Davalı vekili; ödemenin hatalı olmadığını, Samsun 1.İdare Mahkemesinin 2011/1210 Esas sayılı dosyası ile, davaya konu ödemenin davalıdan talep edilmesinin hukuka uygun olmadığına karar verildiğini ve bu kararın kesinleştiğini belirterek, davanın reddini savunmuştur.
Mahkemece; Samsun 1.İdare Mahkemesinin 2011/1210 Esas sayılı dosyasının davacısının F.. Ç.., davalısının ise B.. B.. olduğu, İdare Mahkemesince davaya konu yersiz ödemenin davalıdan (F.. Ç..)"dan talep edilmesinin hukuka uygun olmadığına karar verildiği ve kararın kesinleştiği, idari yargı konumundaki bir mahkemenin kararının da kesin hüküm değerlendirilmesine esas alınabilir nitelikte olduğu, her iki davanın da taraflarının aynı olduğu, sonuç olarak, açılan ve görülmekte olan eldeki davada; HMK. 114/i maddesi gereğince ""daha önceden açılmış ve halen görülmekte olan dava olmaması"" dava şartı engelinin bulunduğu, idare mahkemesinin bu konuya ilişkin tespiti ve kararının mahkeme açısından bağlayıcı olduğu, bu sebeplerle davacı tarafın davasının dava şartı yokluğu nedeniyle reddine karar verilmiş, hüküm davacı vekili tarafından temyiz edilmiştir.
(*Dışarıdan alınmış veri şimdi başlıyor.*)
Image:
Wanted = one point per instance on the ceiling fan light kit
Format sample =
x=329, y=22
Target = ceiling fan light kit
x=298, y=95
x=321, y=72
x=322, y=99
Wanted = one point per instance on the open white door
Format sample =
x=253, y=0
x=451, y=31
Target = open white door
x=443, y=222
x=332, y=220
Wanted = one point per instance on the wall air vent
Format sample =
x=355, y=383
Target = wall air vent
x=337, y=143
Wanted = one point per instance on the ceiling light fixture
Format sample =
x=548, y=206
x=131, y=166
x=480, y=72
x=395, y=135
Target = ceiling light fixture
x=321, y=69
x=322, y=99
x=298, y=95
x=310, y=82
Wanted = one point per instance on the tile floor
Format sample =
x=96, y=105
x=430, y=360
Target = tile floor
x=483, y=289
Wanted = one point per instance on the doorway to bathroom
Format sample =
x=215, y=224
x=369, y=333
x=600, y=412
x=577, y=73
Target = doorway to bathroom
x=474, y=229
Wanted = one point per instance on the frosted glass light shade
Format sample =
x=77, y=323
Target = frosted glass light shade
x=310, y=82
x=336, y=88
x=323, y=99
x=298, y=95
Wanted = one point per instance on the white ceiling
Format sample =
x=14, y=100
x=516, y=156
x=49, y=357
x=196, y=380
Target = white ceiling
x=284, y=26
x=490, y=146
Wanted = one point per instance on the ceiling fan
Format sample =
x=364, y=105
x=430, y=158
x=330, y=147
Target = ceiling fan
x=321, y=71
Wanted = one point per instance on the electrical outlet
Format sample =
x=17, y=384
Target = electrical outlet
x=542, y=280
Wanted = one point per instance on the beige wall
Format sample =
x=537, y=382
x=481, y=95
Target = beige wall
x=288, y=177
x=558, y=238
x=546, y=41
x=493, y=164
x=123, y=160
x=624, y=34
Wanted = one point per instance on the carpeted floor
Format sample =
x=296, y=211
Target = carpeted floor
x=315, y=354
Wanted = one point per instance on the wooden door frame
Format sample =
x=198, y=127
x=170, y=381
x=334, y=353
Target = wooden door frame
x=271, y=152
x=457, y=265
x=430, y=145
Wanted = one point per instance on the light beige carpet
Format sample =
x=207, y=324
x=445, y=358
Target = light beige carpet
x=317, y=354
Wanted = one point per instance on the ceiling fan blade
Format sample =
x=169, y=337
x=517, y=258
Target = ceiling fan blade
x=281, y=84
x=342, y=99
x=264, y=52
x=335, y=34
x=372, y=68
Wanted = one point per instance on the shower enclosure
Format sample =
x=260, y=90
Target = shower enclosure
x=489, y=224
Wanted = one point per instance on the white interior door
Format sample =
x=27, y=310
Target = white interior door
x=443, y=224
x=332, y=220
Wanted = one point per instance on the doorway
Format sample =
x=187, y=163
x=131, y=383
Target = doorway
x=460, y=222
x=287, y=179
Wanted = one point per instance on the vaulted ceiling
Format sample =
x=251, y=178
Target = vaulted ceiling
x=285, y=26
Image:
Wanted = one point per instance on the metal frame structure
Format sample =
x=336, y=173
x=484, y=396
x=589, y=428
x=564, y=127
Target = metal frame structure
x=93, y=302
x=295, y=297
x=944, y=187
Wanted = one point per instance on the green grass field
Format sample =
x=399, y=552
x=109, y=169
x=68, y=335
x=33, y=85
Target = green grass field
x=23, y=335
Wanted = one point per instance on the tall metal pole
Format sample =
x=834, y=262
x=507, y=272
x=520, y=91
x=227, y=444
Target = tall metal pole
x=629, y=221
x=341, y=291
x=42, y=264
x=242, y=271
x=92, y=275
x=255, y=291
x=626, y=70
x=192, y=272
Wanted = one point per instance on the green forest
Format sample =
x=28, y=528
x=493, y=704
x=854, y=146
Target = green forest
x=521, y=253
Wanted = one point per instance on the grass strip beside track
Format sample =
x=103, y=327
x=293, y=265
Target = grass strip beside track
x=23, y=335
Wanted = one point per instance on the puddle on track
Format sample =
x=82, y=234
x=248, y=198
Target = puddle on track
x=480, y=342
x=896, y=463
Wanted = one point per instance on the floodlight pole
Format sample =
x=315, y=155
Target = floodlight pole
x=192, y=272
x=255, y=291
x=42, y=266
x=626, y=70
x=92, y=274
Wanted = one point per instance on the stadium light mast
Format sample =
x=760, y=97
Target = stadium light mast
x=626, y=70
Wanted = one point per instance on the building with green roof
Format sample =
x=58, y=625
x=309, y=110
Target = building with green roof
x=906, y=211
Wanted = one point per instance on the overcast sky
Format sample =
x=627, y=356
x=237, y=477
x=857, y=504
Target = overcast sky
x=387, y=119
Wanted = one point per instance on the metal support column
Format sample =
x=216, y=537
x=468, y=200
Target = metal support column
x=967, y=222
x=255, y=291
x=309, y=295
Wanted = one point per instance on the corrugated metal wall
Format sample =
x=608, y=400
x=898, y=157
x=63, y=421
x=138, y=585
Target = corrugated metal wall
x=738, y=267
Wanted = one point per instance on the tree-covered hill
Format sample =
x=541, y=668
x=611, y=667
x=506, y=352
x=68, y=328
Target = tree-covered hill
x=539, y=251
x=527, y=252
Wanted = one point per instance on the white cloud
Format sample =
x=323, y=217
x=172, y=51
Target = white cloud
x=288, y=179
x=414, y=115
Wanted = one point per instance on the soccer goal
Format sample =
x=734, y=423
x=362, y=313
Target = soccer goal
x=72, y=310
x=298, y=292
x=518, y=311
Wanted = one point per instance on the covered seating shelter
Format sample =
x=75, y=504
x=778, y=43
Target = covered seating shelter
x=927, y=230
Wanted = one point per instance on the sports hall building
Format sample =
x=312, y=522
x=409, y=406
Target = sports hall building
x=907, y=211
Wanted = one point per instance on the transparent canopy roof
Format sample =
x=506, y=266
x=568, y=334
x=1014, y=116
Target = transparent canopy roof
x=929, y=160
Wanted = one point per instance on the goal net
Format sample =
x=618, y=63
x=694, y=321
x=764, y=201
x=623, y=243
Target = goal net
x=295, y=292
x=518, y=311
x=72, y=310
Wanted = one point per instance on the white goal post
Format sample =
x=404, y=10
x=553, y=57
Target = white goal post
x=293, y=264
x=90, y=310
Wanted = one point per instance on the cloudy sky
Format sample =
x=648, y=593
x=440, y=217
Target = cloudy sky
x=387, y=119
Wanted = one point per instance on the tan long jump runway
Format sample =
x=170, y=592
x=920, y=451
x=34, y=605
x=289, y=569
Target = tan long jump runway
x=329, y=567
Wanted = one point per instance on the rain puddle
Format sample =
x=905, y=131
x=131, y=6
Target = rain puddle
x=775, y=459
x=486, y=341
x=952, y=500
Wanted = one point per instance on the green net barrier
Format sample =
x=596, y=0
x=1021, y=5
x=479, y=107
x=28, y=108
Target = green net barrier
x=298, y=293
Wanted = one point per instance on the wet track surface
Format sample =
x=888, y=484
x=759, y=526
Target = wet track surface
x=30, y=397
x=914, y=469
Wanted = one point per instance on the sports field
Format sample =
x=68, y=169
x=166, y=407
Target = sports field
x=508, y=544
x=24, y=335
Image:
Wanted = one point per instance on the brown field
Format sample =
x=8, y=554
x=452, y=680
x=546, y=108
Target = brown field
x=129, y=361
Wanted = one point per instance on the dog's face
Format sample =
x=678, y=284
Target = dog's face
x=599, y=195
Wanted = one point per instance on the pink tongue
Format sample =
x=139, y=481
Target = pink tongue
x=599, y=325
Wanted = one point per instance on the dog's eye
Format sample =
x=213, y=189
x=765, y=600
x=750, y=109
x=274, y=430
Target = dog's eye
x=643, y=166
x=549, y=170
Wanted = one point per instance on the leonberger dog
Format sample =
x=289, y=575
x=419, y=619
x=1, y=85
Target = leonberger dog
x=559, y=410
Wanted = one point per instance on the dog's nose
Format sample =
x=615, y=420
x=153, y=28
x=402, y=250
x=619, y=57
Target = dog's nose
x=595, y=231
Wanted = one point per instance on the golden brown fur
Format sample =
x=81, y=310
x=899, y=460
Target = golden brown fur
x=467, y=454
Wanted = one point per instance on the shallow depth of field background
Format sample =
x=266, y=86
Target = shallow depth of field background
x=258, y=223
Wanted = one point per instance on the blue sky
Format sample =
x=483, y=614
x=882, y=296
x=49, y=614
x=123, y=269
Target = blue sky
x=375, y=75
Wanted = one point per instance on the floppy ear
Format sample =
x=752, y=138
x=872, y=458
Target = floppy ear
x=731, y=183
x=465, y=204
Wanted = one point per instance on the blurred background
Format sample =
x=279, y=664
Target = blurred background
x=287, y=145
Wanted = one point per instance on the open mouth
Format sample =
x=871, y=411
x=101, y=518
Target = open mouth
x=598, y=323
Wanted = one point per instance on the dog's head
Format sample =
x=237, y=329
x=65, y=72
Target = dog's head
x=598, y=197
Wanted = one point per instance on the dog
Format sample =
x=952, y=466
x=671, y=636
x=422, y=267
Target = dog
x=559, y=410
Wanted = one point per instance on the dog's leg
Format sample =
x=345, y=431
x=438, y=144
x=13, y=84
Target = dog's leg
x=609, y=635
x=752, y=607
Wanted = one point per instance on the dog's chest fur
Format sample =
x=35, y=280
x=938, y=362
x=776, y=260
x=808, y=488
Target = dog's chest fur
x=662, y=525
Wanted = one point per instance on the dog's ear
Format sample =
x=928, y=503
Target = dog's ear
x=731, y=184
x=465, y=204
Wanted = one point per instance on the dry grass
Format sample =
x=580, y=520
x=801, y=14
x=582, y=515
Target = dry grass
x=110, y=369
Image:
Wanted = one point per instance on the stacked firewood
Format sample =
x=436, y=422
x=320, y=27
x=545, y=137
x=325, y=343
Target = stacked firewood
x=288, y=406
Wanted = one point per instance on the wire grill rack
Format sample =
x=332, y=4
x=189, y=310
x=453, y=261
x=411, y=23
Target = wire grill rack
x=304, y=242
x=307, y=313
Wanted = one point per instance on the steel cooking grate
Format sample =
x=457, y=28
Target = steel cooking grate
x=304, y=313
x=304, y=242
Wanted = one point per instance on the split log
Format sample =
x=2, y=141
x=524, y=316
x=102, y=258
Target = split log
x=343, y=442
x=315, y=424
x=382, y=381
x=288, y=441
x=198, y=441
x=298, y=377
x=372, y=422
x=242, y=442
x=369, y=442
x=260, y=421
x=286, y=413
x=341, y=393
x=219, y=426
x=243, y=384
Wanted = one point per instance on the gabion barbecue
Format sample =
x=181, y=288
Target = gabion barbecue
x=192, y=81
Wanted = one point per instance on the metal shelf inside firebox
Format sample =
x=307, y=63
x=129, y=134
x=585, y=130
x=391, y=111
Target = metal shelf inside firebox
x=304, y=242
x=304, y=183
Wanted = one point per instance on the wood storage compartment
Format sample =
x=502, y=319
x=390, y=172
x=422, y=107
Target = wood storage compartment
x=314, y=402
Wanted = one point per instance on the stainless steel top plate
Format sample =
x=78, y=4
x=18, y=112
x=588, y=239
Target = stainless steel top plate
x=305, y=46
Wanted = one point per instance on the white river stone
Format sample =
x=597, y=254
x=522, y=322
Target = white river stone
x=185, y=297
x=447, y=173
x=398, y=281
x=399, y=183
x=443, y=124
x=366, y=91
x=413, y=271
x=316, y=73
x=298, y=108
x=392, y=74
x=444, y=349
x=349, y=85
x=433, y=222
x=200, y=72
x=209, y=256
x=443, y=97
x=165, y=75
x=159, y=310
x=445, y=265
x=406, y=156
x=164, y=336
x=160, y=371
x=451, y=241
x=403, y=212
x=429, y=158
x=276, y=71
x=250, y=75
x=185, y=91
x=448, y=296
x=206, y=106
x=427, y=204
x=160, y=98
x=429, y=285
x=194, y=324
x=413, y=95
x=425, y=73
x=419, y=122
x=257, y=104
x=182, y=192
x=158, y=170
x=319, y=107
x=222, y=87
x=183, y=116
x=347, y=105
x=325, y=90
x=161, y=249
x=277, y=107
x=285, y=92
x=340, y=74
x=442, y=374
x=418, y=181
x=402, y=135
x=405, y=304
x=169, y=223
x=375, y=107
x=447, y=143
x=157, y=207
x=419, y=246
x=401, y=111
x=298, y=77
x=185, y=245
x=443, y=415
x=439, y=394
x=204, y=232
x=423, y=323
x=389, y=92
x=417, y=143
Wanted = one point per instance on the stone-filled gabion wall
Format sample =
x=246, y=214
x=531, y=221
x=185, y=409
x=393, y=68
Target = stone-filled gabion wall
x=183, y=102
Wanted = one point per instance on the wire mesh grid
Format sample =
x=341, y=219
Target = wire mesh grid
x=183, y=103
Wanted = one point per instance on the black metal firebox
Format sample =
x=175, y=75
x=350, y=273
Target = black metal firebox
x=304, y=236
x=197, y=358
Dosya kapsamından; davalının Türkiye İstatistik Kurumu Başkanlığı, Samsun Bölge Müdürlüğü bünyesinde uzman yardımcısı kadrosuna karşılık gösterilmek suretiyle sözleşmeli olarak istihdam edildiği, davalıya 30.01.2006- 14.01.2009 tarihleri arasında toplam 3.737,23 TL denetim tazminatı ödendiği, davalıya yapılan ödemenin daha önce bu yolda alınmış bir idari karara dayanmadığı, davacı kurumun 15.05.2009 tarih ve 219 sayılı işlemi ile, bu bedelin davalıdan talep edildiği ve davalı tarafından kuruma ödendiği, bu idari işlemin iptali için, davalının idari yargıda iptal davası açtığı, Samsun 1. İdare Mahkemesi"nin 2011/1210 E- 2011/1148 K. sayılı dosyası ile 27.09.2011 tarihinde, hatalı ödemenin yapıldığı tarihten başlamak üzere, 60 günlük dava açma süresi içerisinde davalı idarece geri istenilmesi gerekirken, bu süre içerisinde idarece geri istenilmediği ve dava açma sürenin geçtiği gerekçesiyle, dava konusu işlemin iptaline karar verildiği ve kararın 30.04.2013 tarihinde kesinleştiği, bu karar üzerine davalıya 3.737,23 TL ödendiği anlaşılmaktadır.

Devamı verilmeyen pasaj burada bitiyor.